A última viagem dos bois
do “campo do careca”
As
redes da pesca de cerco, fabricadas em fio de algodão, de algumas traineiras
setubalenses chegavam ao “campo do careca”, em carroças puxadas por mulas, para
serem tingidas, ou seja para ficarem impermeabilizadas depois de uma passagem por
alcatrão.
Num
antigo tanque de rega eram despejados alguns bidons de alcatrão e as redes iam
passando por dentro dele, puxadas à frente por dois pescadores e ajudados por
outros dois que, cada um com um remo, iam empurrando as redes para o fundo a fim
de que nada ficasse por tingir.
Depois
desta passagem as redes eram postas a secar ao sol e posteriormente de novo
carregadas para a doca onde seriam embarcadas nas traineiras.
E
foi numa destas idas desde o tal “campo do careca” que uma carreta carregada de
redes, puxada por uma junta de bois, chegou à Doca dos Pescadores, junto ao “cais
do carvão” ou seja à estacada nº 1.
Mas,
porque a manobra com a carreta não tivesse sido bem feita, ou porque o responsável
pela mesma a quis colocar o mais junto possível da embarcação, o facto é que o
acidente aconteceu.
A
carreta resvalou para dentro da doca, arrastando consigo a junta de bois, para surpresa
de todos aqueles homens do mar que incrédulos assistiram à cena, enquanto as
redes iam para o fundo da doca.
O
atrapalhado homem da carreta começou então a chamar os atordoados bois pelos seus
nomes e os animais seguindo a voz do dono foram nadando até ao plano inclinado.
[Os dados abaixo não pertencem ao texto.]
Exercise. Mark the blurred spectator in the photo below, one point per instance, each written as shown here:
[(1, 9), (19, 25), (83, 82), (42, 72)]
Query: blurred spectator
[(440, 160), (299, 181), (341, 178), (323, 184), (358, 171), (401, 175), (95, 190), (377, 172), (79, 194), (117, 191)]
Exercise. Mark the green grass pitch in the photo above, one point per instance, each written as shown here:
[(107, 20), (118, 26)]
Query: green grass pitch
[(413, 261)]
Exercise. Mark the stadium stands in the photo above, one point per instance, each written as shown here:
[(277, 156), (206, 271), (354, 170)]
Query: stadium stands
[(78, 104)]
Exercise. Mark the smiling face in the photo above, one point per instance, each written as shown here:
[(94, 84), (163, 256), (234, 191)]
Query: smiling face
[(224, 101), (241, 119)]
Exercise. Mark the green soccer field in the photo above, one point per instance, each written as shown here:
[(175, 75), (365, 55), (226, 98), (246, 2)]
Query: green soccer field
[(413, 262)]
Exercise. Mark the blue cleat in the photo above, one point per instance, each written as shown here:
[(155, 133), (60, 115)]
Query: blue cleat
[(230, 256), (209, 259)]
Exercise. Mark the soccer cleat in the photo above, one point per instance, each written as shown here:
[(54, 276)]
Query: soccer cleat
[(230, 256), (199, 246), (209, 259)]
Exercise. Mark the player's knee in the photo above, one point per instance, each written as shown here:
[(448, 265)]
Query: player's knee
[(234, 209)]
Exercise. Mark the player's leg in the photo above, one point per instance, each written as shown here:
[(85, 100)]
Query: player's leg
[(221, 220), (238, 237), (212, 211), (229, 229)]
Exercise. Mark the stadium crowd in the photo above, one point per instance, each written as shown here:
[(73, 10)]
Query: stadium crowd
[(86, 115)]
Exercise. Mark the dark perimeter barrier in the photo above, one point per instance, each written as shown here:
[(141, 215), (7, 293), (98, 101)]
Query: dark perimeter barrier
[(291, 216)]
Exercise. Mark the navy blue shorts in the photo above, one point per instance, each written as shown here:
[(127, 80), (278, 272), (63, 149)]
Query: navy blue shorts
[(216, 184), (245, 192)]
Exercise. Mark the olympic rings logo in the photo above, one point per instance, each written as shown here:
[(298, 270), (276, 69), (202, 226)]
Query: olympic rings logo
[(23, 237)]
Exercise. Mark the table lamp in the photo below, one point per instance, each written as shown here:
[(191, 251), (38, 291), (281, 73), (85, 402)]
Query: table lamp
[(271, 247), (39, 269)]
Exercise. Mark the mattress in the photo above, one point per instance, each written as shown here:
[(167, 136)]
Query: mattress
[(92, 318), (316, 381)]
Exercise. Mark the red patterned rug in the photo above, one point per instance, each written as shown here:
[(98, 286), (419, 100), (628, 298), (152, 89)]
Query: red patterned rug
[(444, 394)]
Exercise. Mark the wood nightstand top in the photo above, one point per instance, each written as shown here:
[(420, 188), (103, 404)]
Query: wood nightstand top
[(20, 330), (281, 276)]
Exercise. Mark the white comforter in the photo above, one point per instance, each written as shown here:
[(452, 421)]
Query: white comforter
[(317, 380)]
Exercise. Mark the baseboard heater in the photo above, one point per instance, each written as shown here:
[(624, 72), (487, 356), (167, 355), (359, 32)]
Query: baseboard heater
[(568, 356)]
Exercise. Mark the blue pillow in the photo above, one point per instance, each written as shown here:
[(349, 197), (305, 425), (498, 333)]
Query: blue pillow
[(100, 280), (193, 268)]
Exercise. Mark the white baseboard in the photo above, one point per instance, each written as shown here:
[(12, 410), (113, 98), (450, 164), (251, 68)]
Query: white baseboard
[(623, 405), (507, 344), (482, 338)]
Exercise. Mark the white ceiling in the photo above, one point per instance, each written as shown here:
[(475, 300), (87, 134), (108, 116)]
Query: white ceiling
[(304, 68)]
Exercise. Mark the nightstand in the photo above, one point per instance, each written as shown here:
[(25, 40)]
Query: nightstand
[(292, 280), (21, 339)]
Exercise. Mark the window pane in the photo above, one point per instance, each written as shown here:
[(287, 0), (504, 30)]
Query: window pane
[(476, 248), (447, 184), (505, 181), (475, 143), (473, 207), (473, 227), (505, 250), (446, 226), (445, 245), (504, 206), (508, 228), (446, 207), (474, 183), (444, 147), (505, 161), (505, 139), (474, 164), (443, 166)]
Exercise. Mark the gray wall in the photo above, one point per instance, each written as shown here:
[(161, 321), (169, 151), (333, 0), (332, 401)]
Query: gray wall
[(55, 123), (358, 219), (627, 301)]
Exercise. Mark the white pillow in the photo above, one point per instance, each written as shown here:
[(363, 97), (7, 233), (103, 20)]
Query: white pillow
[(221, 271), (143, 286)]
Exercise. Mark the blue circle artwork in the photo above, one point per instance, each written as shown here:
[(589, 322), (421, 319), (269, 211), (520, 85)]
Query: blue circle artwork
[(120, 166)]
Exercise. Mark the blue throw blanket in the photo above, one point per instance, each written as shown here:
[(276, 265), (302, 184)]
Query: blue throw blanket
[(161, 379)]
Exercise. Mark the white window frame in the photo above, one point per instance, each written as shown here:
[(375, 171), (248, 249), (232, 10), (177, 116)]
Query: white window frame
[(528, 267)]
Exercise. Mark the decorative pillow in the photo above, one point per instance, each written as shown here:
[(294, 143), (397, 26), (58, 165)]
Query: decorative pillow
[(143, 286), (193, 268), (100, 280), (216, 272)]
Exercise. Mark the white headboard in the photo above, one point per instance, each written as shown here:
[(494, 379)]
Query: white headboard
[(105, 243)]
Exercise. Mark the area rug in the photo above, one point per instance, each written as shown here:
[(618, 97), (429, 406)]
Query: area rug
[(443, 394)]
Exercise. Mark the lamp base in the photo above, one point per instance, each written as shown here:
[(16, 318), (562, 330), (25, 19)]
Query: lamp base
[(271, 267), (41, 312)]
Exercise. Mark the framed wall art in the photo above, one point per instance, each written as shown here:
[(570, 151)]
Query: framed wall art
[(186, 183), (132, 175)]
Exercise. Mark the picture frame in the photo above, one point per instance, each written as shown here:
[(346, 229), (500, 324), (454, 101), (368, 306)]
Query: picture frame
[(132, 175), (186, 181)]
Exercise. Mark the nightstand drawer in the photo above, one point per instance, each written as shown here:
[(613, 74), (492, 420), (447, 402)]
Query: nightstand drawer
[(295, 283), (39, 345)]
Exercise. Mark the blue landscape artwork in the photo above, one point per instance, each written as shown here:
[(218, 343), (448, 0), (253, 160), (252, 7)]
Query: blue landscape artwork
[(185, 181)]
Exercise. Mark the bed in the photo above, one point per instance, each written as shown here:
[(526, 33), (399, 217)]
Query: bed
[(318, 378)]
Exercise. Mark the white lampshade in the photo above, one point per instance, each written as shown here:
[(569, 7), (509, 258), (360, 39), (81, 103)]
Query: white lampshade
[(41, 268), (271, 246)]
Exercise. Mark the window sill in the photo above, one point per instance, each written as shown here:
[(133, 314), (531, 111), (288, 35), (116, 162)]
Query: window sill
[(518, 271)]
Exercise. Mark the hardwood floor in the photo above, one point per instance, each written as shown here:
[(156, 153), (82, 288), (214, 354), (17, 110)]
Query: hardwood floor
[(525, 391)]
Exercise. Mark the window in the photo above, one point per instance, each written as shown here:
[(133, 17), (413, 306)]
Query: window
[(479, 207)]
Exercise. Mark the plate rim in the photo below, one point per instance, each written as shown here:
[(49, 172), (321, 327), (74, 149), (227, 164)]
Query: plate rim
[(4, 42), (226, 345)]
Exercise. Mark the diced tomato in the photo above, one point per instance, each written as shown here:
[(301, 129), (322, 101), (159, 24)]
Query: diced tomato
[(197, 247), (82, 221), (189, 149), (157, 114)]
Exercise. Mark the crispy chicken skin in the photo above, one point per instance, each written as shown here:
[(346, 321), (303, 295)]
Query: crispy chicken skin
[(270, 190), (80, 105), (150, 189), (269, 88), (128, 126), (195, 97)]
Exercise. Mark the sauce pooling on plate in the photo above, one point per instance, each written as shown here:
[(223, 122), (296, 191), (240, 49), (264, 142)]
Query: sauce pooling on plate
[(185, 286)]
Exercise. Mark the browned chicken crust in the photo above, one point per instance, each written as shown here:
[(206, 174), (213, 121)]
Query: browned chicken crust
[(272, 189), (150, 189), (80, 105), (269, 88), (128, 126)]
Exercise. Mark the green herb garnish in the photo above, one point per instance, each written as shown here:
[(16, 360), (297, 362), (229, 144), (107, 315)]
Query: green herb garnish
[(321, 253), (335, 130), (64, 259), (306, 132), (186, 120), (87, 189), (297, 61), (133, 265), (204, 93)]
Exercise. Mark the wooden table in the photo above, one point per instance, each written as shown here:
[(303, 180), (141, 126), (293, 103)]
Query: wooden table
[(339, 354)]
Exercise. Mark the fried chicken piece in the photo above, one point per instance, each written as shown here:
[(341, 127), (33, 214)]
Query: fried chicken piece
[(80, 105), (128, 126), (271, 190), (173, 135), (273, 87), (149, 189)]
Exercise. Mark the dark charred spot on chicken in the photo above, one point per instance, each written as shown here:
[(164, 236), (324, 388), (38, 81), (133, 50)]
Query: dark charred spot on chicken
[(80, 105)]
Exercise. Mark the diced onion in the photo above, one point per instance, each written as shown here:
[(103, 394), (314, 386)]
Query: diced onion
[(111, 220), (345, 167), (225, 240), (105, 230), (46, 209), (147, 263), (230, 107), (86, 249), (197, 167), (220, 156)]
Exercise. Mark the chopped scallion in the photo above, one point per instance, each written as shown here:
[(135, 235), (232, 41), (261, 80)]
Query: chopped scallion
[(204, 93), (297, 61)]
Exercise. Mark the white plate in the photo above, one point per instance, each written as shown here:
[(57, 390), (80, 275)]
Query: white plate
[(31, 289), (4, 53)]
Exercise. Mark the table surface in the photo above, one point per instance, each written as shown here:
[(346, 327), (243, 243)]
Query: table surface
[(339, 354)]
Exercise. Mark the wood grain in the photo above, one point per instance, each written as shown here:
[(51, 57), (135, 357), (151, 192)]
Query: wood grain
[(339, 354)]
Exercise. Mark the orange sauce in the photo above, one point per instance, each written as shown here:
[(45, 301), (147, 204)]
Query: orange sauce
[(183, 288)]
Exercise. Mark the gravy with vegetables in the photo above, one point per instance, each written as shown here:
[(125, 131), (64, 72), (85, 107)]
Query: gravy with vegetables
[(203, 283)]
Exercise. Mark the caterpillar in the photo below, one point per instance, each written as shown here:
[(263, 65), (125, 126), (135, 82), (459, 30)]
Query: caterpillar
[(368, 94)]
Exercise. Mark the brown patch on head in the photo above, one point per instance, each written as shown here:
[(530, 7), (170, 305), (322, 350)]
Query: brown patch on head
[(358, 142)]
Logo que sentiram solo firme sob as suas possantes patas trataram de abanar as
orelhas sacudindo a água e começando a subir.
Já
cá em cima o responsável pela carreta desatrelou os animais e levou-os de volta
para a sua quinta no “campo do careca” e nunca mais aqueles animais voltaram a
fazer este trabalho, sendo então substituídos por mulas.
A
história é verídica e passou-se em
Setúbal há cerca de seis dezenas de anos, tendo sido contada por Francisco Gaspar, um antigo
pescador de 91 anos que assistiu à ocorrência.
O
“campo do careca” ficava na Quinta da Saboaria, que começa no final poente da
Avenida Luísa Todi e prolongava-se pelo espaço onde hoje estão erigidos os
novos edifícios na estada que vai para as praias da Arrábida.
São
“coisas de Setúbal”, são histórias da nossa terra de gente do mar.